La Lumière des yeux
Durch unsre offnen Augen fliesst das Licht ins Herz
Und strömt als Freude sanft zurück aus ihnen.
Im Liebesblick quillt mehr herauf als je herabgedrungen.
Was ist geschehen, wenn das Auge strahlt?
Sehr Wunderbares muss es uns verraten:
Dass eines Menschen Innerstes zum Himmel ward
Mit soviel Sternen als die Nacht erhellen,
Mit einer Sonne, die den Tag den erweckt.
O Meer des Blickes mit der Tränenbrandung
Die Tropfen, welche sie versprüht auf Wimpernhalme,
Vom Herzen und der Sonne werden sie beschienen.
Wenn sich die Nacht der Lider über deine Tiefen
Still niedersenkt, dann spülen deine Wasser
An die des Todes: deiner Tiefen Schätze
Die tagerworbnen, nimmt er sacht mit sich.
Jedoch aus seinen unergründlich dunklen Tiefen,
Wenn mit den Lidern sich der Tag erhebt,
Ist manches seiner Wunder in den Blick, den neuen,
Heraufgeschwommen, und es macht ihn gut.
Texte d’Hildegard Jone (1891-1963)
Par nos yeux ouverts, la lumière s’écoule
Dans le cœur et revient doucement, flot de joie.
Ce que le regard d’amour a reçu, il le reverse au centuple.
Qu’est-il arrivé, lorsque l’œil rayonne ?

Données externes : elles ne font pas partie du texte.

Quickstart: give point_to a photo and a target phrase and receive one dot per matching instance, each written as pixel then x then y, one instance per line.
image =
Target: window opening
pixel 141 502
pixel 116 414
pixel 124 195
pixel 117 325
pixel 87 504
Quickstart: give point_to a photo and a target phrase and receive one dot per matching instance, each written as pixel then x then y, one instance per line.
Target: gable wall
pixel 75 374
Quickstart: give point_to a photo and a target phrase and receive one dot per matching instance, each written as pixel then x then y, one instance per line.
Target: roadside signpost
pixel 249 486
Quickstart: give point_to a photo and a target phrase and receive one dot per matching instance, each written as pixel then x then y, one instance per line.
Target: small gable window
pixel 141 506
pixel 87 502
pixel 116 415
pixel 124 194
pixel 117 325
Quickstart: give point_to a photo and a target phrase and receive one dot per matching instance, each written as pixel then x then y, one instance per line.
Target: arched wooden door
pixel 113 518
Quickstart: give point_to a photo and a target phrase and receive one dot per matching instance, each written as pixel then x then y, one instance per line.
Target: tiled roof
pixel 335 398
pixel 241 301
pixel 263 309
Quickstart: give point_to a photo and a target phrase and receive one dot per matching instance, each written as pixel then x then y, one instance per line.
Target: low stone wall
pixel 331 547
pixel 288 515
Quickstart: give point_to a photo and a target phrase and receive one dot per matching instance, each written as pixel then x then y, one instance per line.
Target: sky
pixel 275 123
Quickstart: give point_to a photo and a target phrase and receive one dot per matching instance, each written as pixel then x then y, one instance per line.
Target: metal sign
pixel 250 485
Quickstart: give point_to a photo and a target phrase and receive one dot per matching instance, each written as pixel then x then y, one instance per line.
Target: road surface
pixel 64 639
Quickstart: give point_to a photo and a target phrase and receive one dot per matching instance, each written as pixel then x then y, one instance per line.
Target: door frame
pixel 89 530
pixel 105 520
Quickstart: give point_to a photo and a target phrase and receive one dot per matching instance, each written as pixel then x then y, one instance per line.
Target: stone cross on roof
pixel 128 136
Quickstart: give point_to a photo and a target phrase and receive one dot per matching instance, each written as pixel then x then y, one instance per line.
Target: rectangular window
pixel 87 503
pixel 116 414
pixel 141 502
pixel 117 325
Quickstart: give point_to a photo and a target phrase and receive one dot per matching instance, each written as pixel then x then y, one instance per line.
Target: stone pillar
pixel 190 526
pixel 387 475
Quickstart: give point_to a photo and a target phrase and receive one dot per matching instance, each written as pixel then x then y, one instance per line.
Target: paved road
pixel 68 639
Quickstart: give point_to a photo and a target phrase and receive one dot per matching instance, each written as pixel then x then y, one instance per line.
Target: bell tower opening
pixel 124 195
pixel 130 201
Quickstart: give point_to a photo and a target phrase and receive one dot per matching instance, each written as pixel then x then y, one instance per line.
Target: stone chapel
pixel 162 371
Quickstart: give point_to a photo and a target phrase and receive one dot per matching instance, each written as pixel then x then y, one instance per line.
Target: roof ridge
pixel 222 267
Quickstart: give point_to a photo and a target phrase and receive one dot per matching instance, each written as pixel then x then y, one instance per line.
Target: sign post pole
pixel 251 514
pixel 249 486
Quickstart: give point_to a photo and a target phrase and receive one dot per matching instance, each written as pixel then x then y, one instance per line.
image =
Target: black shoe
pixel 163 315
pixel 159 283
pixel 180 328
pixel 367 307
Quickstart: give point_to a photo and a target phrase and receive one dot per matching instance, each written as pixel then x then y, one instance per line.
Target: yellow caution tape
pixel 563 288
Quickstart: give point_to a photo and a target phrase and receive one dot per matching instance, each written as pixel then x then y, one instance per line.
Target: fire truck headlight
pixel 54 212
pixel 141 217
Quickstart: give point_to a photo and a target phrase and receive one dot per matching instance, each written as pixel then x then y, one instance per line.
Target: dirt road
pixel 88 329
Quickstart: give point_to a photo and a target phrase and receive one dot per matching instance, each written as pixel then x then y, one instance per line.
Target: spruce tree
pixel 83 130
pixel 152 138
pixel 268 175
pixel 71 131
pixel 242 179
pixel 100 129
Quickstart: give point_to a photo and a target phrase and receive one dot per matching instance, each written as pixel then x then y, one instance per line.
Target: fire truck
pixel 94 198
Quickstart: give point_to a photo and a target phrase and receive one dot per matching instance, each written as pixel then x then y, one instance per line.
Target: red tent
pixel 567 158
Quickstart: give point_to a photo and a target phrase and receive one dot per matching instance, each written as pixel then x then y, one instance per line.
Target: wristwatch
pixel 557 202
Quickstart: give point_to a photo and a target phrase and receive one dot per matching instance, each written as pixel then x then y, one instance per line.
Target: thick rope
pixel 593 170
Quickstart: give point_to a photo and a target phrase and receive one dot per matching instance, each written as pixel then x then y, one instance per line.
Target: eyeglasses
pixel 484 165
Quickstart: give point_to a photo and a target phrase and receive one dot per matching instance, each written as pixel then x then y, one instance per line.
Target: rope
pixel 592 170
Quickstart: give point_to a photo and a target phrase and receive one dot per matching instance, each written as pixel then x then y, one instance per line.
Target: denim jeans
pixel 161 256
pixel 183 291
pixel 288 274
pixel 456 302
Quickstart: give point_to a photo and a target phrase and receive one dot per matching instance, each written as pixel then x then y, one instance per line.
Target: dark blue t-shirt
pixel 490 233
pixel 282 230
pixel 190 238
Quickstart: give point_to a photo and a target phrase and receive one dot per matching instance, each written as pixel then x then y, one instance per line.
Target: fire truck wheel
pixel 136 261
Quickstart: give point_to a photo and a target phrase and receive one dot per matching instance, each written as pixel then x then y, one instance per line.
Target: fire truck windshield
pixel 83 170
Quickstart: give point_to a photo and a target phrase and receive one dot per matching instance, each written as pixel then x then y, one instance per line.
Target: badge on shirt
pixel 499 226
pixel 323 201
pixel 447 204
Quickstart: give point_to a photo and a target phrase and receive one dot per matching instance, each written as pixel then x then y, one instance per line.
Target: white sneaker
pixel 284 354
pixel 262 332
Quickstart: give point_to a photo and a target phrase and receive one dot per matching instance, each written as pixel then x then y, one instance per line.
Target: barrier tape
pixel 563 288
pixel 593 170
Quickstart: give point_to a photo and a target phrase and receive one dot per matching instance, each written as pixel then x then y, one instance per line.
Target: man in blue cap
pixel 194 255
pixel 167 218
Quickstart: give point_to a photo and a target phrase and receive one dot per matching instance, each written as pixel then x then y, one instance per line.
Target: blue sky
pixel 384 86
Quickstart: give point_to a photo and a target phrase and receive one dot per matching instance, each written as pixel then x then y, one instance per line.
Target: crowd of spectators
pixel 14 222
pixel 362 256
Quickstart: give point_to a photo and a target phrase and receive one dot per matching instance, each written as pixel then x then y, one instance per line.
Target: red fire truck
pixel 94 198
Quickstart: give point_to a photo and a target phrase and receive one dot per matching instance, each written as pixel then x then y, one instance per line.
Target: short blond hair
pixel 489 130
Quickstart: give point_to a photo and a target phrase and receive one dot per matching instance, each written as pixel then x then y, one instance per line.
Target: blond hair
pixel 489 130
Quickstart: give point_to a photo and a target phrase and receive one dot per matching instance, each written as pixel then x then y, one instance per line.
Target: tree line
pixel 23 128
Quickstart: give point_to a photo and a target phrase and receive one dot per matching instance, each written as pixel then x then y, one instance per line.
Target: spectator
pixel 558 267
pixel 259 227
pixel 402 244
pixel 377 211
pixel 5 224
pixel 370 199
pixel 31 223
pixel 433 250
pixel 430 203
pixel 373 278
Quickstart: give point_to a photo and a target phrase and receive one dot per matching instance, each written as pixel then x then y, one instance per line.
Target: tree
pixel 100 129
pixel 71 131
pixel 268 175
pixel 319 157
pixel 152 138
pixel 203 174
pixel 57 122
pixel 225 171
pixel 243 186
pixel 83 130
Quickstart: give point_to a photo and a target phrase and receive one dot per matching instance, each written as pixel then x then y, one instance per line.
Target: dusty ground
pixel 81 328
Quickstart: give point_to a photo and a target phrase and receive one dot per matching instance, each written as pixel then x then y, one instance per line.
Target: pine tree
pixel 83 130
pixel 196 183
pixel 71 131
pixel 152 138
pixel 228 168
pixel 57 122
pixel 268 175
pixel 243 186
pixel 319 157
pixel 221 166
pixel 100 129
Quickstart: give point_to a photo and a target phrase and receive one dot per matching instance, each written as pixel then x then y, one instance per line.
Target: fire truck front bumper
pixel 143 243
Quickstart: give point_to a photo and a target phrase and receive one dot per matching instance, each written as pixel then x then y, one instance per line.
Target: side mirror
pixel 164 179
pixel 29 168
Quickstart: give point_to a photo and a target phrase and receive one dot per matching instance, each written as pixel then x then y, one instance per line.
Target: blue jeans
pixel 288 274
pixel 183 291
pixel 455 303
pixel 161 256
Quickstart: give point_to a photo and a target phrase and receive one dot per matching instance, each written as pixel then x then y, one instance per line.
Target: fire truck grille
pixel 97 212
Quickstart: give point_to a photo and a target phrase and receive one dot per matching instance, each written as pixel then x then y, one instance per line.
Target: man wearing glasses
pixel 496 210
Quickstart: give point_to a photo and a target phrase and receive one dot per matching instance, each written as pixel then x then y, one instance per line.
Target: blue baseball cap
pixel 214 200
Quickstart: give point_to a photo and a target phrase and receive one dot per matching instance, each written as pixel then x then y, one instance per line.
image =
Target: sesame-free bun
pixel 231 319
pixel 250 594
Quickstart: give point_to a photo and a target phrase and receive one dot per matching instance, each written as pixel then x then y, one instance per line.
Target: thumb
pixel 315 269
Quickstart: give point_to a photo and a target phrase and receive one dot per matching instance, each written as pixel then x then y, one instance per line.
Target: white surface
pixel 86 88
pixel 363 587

Il a de rares merveilles à nous révéler :
Que l’intérieur d’un homme est devenu ciel,
Avec autant d’astres qu’il en est dans la nuit,
Et un soleil qui suscite le jour.
Ô mer du regard et ton ressac de larmes,
Les gouttes dispersées sur les cils, ces fétus,
Le cœur et le soleil les illuminent.
Lorsque descend sur toi, silencieuse,
La nuit des paupières, tes eaux se mêlent
À celles de la mort : emportant doucement les trésors
De tes profondeurs, recueillis dans ce jour.
Pourtant, lorsqu’avec les paupières le jour se lève
De ses insondables et obscures profondeurs,
Nombre de ses prodiges ont passé dans le regard,
Neuf, et lui ont donné la bonté.
« Das Augenlicht » (La lumière des yeux) d’Anton Webern — première partie d’une trilogie, qui se poursuit avec les cantates op. 29 et 31 — est une oeuvre vocale majeure du début de la dernière décennie de sa vie.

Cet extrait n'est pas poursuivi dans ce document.